I do like Nick’s take on religious rules: “I try to live by the spirit of God, but not by the rules, because rules are made by man, and man is nothing but a fatally conceited flea on the mammoth of Creation.”
On the whole, if you’re fascinated by Amazons, you will enjoy that aspect of it (you will cry some), but on the whole…get it from the library.
It’s a golden opportunity and exactly what Dr. Morgan craves — recognition as the expert on Amazons and the chance to dig deep into history and find the proof to show the world. The money doesn’t hurt either!
Dr. Diana Morgan is obsessed with Amazon culture, mostly due to the influence of her supposedly schizophrenic Granny. Rebecca Wharton is Diana’s best friend (and the daughter of the vicar and his wife) since childhood and just as fascinated by the ancient past as Diana. Rebecca had a Bichon Frise, Spencer, when she was young that provided a momentous event in their young lives. Diana’s mother was an embarrassing woman with her Moselane obsession. Vincent is her father, now retired from being the local headmaster.
James Moselane was a part of Diana’s childhood — at a distance anyway, having grown up in the big house. Lord and Lady Moseland are his parents. Professor Larkin is the lecturer Diana is temporarily replacing. Professor Vandenbosch is a sexist jerk. Professor Katherine Kent is Diana’s mentor whom Diana ignores. Frank is the school porter.
Ahmed, a.k.a., Nick Barrán, is the escort who meets Diana in Djerba. John Ludwig represents the Skolsky Foundation, and is even more of a jerk than Vandenbosch. Seems it’s not really the Skolsky Foundation, but the Aqrab Foundation. Maybe. Craig is the foreman at the site. Hassan al-Aqrab is a Dubai billionaire who uses terrorism to force foreign governments to return “stolen” artifacts. Kamal al-Aqrab is his son. Grigor Reznik is a crooked artifacts dealer in Istanbul who may be the head of a Swiss smuggling ring. He seeks to avenge his jerk of a son’s, Alex‘s, murder. Chris Hauser.
Mr. Telemakhos is a quasi-academic wild card who has Rebecca under his spell. Dr. Özlem is a disgraced curator of a museum in Turkey. Dr. Jäger is associated with the Museum und Park Kalkriese where a young archeologist, Felix, helps Diana make a connection. Marko is a source in Suomussalmi with an interesting and slightly erroneous story about Molotov cocktails. Vabu Rusi, a survivor, is key. Dr. Huusko is a lifesaver in Suomussalmi.
Today’s Amazons include Otrera, Tynne (a.k.a., Kara) is Otrera’s sister, Lilli is this chapter’s queen, Pitana, and Penthesilea.
The Bronze Age
Myrina has trained herself to be a hunter; she and her sister, Lilli, were lucky they were away from their village, Tamash.

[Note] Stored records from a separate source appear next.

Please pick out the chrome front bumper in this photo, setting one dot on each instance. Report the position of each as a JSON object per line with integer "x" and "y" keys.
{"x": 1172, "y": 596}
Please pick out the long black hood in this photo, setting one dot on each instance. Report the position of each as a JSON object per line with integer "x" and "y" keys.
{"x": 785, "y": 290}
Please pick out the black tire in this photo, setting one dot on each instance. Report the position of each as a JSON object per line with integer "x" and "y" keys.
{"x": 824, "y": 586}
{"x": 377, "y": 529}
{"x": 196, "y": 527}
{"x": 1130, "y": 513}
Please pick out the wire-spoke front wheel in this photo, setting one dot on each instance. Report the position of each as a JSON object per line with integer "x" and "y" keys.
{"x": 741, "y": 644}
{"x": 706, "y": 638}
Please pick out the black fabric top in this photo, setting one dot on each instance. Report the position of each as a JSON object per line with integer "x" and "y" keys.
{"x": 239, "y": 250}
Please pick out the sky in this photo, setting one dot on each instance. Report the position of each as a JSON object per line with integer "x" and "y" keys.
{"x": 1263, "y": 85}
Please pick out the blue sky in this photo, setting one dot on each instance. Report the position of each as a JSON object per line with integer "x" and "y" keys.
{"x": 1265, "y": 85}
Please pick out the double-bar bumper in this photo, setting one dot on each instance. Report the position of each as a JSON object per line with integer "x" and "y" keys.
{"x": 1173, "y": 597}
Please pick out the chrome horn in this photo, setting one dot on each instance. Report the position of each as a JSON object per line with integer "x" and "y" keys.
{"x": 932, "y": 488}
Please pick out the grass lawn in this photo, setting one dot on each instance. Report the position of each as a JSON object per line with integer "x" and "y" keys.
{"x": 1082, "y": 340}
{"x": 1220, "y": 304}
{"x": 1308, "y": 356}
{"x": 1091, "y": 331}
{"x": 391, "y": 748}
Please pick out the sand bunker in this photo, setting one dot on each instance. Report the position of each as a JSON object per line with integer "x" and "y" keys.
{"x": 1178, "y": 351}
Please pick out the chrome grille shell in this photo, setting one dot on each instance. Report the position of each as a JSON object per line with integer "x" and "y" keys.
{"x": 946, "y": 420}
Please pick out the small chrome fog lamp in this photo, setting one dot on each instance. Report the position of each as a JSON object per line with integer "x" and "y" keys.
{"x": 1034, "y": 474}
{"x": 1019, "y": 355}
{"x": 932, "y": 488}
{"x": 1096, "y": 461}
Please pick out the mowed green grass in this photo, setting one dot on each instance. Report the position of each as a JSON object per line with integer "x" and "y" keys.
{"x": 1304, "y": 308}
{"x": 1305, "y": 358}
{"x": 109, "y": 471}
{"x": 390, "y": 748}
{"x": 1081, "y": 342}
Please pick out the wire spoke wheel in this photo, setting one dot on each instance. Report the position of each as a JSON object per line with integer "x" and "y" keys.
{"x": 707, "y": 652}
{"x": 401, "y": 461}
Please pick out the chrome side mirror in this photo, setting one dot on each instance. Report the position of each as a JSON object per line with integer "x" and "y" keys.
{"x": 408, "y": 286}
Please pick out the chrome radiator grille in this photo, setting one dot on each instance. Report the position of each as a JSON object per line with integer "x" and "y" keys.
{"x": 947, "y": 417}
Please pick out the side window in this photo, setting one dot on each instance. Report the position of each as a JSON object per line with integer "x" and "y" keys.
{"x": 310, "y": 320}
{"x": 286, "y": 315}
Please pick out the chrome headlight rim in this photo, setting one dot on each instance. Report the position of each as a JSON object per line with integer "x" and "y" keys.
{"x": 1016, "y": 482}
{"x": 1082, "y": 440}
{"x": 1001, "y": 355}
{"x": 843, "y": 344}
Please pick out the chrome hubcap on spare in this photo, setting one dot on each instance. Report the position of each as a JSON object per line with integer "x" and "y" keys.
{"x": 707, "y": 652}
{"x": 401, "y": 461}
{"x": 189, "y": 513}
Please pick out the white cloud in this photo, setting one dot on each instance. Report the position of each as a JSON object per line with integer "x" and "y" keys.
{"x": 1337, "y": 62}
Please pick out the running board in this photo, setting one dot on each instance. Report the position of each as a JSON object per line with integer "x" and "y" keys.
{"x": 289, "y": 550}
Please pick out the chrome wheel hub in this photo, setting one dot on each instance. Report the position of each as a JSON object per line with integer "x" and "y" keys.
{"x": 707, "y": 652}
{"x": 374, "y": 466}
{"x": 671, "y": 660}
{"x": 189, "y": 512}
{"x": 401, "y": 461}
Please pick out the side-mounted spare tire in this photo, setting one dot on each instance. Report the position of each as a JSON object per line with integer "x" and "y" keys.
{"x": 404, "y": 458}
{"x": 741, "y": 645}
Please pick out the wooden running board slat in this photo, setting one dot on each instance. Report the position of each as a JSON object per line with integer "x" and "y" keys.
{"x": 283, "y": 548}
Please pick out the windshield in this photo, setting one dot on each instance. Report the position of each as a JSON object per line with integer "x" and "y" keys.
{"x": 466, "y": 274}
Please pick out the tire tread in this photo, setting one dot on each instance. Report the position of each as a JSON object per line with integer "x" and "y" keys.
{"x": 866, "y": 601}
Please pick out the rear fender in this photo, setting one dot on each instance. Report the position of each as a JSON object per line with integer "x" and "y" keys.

Their mother’s name was Talla, and it seems she had a secret past. Nena had been Myrina’s friend.
The Moon Goddess’ priestesses
The High Priestess. The priestesses Animone, Pitana, and Klito are Myrina and Lilli’s first friends. The traitorous Kara leads those who hate the girls. Neeta, Kyme, Egee, and Pylla are some of the other priestesses.
Prince Paris comes to Myrina’s rescue again and again. Aeneas is his best friend; Creusa is his wife. Dares is another friend. King Priam is his resigned father. Minos is the king of Crete. Agamemnon is king of Greece and is based at Mycenae. Menelaos of Sparta is his treacherous nephew and new heir. Achilles is a pirate sanctioned by Agamemnon.
Helen escapes Agamemnon when the girls are rescued. The Lady of Ephesus will take the priestesses in through her human emissary, Lady Otrera, Paris’ aunt. Penthesilea and Hippolyta are Otrera’s daughters. Hercules has an unexpected role — and yes there’s a reference to a girdle.
Dr. Trelawny was an old school chum of Diana’s dad. Frederico Rivera taught Diana a nasty lesson.
The Amazon Hoard is considered a myth. Diodorus Siculus is an ancient Greek historian.
The cover is a glorious green with golden traceries in the corners, all softening in on a profile of a woman’s torso in a black sleeveless top — modern and ancient at once — one arm crooked at the elbow, a jackal-headed bracelet twining its way around her forearm. I think the cover is the best part of this story.
The title is the focus, The Lost Sisterhood.